U.S. Hopeful Snowden Will Return Home

@AFP

WASHINGTON (AFP) – As the options appeared to narrow Tuesday for fugitive intelligence leaker Edward Snowden, Washington said it was hopeful that he would return home soon to face trial.

But a top U.S. official rejected Snowden’s claims that the United States was trying to bully countries into refusing his request for political asylum after he went public about the existence of US surveillance programs gathering large amounts of telephone and Internet data.

In an almost blanket cry for help, Snowden said Monday he had sought safe haven from 21 countries, hoping to be rescued from a kind of limbo in the transit area of a Moscow airport where he has been holed up for more than a week.

The U.S. has already revoked his passport, and although he remains a U.S. citizen, he has few ways of leaving Moscow without a valid travel document.

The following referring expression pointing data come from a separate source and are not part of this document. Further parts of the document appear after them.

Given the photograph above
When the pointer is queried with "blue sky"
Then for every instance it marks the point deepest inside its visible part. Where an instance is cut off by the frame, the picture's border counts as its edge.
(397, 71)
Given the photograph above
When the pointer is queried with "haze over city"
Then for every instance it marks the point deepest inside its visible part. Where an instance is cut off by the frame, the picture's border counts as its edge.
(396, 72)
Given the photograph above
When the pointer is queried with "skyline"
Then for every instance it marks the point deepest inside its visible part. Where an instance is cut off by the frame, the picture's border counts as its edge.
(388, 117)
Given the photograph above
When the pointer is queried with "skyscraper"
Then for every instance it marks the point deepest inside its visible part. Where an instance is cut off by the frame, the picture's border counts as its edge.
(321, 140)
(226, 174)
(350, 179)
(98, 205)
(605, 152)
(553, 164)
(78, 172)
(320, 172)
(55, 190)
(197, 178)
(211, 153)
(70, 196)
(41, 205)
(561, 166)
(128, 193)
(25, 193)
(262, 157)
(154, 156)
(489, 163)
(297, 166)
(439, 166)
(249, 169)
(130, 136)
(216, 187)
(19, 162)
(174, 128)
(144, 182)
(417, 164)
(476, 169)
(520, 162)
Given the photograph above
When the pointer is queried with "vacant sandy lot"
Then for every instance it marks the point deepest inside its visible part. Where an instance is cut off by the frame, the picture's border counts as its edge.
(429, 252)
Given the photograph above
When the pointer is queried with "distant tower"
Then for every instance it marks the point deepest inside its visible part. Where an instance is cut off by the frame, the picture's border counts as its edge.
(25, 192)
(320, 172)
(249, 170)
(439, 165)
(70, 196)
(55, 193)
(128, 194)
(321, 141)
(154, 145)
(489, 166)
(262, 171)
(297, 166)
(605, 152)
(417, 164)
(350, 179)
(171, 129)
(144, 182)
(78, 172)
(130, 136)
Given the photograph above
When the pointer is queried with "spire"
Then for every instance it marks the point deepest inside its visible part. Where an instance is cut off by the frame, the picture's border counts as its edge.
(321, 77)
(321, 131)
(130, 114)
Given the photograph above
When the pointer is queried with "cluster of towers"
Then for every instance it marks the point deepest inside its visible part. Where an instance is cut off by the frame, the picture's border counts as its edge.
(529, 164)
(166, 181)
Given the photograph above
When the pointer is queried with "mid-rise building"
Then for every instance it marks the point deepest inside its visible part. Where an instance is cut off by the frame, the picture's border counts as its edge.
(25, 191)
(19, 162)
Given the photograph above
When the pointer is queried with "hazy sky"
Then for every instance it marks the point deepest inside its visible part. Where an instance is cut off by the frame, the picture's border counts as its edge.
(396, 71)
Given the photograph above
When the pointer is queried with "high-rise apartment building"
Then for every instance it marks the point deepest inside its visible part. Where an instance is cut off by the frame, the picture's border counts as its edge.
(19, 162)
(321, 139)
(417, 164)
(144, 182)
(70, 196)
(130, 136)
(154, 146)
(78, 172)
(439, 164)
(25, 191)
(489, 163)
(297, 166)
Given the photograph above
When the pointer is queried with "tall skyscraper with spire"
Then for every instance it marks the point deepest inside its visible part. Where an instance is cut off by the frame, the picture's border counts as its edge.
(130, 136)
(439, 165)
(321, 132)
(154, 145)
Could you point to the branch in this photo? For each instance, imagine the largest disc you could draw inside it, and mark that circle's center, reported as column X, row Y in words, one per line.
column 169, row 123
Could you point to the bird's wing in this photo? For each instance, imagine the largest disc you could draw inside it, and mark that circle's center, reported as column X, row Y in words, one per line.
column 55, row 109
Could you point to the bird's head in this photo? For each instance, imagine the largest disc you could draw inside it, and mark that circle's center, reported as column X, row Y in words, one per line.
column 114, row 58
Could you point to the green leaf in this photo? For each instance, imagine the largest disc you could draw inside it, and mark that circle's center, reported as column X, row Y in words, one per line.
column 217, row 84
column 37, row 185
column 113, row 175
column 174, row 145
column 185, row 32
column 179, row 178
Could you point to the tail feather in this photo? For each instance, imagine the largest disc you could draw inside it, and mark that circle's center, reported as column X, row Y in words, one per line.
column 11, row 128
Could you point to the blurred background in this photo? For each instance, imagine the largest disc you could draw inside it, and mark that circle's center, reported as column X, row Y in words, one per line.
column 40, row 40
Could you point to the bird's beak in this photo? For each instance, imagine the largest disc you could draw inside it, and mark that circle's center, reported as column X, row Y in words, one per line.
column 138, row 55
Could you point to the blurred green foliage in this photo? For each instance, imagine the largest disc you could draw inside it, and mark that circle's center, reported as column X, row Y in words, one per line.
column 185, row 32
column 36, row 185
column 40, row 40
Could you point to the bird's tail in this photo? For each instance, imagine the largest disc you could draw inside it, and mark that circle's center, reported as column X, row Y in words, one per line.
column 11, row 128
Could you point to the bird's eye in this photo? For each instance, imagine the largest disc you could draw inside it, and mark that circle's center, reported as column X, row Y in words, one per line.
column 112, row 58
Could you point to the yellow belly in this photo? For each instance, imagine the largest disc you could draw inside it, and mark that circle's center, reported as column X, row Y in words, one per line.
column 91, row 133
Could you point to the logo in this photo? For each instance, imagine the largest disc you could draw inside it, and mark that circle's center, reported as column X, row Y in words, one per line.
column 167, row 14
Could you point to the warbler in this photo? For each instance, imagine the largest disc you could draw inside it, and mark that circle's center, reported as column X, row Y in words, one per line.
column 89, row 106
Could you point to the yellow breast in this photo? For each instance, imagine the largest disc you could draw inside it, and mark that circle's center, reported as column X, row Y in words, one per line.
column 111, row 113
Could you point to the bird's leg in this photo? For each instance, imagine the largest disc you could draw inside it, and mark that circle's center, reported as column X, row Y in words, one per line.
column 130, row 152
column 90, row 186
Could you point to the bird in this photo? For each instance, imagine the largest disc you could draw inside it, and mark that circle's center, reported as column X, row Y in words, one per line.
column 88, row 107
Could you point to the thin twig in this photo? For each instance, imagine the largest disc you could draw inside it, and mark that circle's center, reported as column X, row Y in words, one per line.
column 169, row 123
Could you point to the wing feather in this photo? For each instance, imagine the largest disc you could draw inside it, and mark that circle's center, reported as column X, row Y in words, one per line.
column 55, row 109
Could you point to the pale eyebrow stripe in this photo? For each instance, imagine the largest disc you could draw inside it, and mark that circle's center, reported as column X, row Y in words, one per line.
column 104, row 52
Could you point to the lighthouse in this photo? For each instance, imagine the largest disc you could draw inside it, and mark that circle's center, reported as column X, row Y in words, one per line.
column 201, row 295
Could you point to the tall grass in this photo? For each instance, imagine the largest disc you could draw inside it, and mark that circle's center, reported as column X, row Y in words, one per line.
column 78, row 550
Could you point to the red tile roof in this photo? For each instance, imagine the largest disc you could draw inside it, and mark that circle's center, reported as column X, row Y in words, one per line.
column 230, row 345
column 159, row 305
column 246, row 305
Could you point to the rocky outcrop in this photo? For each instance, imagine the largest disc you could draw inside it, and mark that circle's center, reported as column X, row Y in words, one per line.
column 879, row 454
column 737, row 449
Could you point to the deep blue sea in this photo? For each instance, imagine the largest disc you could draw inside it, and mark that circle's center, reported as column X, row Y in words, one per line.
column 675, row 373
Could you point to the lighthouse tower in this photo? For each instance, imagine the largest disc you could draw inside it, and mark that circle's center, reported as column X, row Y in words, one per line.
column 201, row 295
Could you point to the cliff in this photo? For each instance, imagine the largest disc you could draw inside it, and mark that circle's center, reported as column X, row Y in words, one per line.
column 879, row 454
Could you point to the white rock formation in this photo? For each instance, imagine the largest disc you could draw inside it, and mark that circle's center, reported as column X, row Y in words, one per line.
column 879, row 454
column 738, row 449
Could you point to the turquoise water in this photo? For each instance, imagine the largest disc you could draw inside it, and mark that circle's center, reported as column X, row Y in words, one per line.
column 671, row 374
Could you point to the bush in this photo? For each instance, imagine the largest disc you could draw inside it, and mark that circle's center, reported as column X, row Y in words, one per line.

The Russians have so far not allowed him to enter the country.

U.S. officials have been “in touch, as we have been for several days now, with a broad range of countries that could serve as either transit spots or final destinations,” State Department spokeswoman Jen Psaki said Tuesday.

She said the U.S. was telling countries that “Snowden has been accused of leaking classified information. He is somebody that we would like to see returned to the United States, of course. And we are hopeful that will happen.”

Asked if she would object to the characterization of such contacts as “bullying or arm-twisting,” Psaki replied: “I think that’s clear.”

Snowden on Monday accused U.S. leaders of seeking to pressure other countries to refuse to take him in, saying “these are the old, bad tools of political aggression.”

“Their purpose is to frighten, not me, but those who come after me.”

Psaki refused to specify which countries the U.S. had contacted most recently, although State Department officials have acknowledged speaking to the Russian and Ecuadoran governments since the crisis erupted last month.

“I’m not going to speculate on different countries,” Psaki told reporters. “Our focus here is on returning or communicating the reasons why Mr. Snowden should be returned to the United States and face charges here.”

Snowden faces U.S. federal charges of unauthorized communication of national defense information and willful communication of classified communications intelligence information, as well as theft of government property.